The doctor speaks what the audience already knows: it is Lady Macbeth’s conscience rather than her hands that cannot be cleansed. When he instructs the gentlewoman to watch her carefully and remove anything that she might use to harm herself, he is alluding to things that Shakespeare’s generally superstitious audiences would have interpreted as horrific in itself – spiritual torment as a result of one’s own sins, and the thought of committing suicide in such a state, were appalling and dreadful to those who had been taught of the eternal damnation of one who took their own life or died otherwise completely unreconciled with God. The good folk of early modern England feared many things, but burial in unconsecrated ground and spending eternity in hell were right at the top of most people’s list of things they wanted to avoid. Had it been otherwise, the early modern church would have been far less powerful and prominent in the lives of the English people. 

Throughout this scene, the power of a guilty conscience over one’s psyche is vividly expressed using the depiction and the imagery of horror. 

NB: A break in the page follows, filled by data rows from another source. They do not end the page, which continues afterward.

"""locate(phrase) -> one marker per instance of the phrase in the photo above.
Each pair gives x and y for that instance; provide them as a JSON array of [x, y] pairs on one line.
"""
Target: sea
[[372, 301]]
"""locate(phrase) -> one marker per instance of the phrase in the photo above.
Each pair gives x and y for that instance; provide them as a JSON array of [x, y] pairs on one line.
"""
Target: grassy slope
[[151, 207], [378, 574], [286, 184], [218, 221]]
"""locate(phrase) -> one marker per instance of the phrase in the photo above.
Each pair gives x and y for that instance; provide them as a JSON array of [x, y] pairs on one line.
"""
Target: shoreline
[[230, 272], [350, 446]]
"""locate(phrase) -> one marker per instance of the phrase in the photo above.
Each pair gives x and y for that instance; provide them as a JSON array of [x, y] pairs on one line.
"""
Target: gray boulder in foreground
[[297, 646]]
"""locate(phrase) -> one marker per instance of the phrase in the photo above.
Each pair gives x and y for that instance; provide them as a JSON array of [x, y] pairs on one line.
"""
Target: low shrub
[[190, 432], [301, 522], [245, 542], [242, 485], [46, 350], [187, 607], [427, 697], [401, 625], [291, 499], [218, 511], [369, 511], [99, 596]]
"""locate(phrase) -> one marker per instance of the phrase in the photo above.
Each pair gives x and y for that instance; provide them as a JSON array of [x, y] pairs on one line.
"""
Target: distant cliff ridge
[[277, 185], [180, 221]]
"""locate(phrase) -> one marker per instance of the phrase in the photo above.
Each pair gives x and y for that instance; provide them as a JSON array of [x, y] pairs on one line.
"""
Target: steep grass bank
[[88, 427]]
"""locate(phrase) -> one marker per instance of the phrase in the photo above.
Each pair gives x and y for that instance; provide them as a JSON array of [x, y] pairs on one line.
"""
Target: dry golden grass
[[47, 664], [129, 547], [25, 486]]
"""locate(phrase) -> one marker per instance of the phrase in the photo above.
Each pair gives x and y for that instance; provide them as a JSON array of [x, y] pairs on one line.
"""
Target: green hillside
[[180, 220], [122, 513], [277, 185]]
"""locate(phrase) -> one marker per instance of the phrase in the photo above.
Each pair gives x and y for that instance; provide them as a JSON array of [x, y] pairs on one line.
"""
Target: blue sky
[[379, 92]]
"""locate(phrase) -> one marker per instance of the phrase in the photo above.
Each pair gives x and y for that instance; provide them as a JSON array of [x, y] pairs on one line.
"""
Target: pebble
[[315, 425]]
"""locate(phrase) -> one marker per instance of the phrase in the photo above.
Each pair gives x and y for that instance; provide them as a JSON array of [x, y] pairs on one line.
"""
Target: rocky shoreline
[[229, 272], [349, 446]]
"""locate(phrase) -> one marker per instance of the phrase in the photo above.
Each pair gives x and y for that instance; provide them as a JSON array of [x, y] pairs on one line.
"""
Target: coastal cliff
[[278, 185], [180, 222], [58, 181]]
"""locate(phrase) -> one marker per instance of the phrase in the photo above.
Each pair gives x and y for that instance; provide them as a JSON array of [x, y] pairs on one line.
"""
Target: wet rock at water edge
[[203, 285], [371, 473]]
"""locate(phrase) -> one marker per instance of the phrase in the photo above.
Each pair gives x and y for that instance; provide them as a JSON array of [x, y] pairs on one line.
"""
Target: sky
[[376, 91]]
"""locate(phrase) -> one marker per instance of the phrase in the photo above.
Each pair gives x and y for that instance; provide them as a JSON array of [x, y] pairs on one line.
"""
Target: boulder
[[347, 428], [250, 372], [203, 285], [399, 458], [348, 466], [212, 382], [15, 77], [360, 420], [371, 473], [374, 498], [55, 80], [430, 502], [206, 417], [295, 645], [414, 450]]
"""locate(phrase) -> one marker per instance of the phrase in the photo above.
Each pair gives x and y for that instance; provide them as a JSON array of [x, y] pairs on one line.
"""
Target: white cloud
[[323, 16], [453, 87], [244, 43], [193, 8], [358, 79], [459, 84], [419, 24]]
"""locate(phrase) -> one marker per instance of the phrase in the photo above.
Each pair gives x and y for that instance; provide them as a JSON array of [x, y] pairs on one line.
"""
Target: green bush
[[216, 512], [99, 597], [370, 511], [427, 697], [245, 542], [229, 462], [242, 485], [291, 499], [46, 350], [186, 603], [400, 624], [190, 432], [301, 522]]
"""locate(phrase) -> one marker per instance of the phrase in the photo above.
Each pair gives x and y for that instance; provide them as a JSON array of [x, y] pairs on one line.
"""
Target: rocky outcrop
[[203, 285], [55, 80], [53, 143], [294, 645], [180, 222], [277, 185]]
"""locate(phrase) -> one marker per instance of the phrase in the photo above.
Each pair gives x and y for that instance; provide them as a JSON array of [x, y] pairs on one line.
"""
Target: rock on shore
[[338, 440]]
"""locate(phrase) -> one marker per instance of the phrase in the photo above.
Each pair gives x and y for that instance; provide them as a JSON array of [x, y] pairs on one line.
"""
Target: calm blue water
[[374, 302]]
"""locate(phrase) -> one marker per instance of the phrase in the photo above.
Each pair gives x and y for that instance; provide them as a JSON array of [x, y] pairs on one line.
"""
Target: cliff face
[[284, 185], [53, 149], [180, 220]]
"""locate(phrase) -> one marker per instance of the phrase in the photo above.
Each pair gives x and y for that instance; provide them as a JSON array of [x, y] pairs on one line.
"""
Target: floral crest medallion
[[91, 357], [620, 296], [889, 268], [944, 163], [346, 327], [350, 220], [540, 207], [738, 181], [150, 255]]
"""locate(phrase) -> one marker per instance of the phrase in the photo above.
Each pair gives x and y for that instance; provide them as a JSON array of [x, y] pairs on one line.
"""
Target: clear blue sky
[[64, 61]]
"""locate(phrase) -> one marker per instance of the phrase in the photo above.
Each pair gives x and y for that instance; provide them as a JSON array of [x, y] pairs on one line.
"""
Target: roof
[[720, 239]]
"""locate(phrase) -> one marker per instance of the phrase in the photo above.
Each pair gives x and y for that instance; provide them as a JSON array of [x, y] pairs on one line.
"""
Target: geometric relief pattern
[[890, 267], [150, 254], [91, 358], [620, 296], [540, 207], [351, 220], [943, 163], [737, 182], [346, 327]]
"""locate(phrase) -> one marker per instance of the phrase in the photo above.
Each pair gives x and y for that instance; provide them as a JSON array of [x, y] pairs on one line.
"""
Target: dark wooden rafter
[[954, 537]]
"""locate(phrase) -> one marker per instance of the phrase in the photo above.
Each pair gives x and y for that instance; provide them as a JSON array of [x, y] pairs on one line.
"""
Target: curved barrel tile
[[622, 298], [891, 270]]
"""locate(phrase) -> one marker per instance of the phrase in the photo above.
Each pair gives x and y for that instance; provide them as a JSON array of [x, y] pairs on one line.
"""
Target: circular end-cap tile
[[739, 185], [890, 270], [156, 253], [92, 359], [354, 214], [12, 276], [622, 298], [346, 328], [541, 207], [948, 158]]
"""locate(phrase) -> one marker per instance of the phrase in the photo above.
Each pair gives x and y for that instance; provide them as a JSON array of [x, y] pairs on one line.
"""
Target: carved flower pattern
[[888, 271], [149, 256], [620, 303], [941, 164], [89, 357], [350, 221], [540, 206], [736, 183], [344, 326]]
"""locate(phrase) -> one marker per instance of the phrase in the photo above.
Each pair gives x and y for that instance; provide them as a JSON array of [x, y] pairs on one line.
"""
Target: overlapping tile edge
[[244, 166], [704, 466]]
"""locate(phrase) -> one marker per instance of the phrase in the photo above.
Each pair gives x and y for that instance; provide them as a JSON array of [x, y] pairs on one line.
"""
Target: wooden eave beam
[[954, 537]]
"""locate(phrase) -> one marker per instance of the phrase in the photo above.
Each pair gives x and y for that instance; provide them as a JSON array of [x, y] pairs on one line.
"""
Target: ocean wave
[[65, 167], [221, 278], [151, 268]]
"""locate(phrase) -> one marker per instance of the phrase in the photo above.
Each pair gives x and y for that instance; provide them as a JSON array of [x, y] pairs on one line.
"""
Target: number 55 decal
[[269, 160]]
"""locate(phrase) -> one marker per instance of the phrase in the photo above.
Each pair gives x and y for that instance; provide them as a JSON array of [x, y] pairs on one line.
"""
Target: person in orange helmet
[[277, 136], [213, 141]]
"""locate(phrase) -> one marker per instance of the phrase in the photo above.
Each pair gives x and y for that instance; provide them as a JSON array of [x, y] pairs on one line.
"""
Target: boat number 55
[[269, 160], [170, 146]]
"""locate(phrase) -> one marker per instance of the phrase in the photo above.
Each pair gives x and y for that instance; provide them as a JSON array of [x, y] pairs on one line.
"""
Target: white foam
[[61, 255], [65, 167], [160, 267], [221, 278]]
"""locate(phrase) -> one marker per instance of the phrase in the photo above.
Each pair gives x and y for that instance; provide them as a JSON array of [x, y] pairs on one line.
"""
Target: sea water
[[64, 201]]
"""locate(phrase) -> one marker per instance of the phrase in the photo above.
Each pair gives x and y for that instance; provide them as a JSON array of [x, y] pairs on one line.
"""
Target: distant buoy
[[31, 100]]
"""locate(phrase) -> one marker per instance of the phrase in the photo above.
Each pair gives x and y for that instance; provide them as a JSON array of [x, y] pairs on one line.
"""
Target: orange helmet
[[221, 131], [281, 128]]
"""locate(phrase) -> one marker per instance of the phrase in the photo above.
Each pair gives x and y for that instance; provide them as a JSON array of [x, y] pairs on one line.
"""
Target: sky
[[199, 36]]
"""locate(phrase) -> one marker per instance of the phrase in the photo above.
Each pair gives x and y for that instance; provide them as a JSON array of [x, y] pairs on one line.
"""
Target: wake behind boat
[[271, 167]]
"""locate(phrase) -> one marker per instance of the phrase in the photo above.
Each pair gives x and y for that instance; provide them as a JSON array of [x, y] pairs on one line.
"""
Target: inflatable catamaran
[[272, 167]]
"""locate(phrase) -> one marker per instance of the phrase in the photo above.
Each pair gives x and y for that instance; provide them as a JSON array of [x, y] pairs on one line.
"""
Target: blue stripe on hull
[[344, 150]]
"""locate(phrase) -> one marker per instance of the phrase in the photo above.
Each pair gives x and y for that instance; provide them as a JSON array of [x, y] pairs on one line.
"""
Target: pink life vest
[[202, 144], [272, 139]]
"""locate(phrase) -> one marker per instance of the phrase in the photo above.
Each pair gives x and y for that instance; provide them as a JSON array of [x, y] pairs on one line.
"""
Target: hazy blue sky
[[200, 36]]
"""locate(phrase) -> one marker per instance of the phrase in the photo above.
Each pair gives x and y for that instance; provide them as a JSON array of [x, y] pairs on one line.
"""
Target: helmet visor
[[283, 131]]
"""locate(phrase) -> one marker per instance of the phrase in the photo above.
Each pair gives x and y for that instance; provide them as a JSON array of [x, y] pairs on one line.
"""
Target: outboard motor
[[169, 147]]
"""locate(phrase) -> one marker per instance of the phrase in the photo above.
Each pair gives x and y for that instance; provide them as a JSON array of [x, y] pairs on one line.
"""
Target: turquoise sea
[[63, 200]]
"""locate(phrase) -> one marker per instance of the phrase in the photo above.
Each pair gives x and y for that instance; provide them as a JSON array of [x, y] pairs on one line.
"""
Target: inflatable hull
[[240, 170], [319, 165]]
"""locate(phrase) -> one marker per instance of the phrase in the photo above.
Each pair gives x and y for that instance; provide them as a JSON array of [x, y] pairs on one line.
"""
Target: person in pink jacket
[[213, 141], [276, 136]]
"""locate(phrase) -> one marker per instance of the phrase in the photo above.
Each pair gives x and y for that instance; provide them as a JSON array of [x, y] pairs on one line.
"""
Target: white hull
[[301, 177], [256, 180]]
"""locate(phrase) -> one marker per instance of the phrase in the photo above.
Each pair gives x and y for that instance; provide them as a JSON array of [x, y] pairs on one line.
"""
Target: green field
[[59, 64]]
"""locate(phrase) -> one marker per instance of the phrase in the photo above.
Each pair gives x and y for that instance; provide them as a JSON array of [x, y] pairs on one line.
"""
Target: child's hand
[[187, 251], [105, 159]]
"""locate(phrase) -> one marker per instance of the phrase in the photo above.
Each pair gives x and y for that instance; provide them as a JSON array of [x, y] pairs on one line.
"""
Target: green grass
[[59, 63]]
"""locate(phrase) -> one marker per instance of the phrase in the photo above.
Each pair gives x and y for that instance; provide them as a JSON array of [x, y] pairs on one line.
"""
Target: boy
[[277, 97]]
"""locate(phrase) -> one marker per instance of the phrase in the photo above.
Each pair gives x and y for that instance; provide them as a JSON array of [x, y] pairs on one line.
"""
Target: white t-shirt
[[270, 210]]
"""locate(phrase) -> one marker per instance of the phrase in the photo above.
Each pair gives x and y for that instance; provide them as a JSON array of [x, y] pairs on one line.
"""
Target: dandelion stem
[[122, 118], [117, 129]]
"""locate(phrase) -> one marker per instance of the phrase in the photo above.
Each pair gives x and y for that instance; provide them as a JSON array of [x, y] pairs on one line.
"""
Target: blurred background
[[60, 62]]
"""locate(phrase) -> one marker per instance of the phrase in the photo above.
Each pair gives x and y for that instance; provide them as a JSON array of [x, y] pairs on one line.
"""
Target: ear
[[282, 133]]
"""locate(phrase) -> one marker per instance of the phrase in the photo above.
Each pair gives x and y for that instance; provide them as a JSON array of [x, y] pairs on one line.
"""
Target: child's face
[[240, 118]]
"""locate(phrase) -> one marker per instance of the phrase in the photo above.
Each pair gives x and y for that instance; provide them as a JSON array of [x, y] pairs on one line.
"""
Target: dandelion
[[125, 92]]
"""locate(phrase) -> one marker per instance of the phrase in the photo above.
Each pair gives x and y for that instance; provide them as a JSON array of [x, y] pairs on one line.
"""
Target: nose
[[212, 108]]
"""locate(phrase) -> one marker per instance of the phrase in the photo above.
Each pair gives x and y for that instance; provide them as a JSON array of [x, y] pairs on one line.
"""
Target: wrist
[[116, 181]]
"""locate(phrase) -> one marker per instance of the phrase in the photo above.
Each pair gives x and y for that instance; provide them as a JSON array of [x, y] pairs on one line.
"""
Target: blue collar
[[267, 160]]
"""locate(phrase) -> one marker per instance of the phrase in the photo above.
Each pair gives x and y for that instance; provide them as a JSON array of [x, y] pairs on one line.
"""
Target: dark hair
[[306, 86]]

Shakespeare also uses the Macbeths’ experiences as a distinct reminder of the fact that regicide is never a good idea because the consequences are enormous for the nation as a whole, but it also has significant and permanent spiritual consequences for the perpetrators. Given the number of plots against James I, a Scottish king long before he became an English one, this was a politically expedient message for Shakespeare to deliver to his audiences while at the same time telling a deliciously dark and macabre story.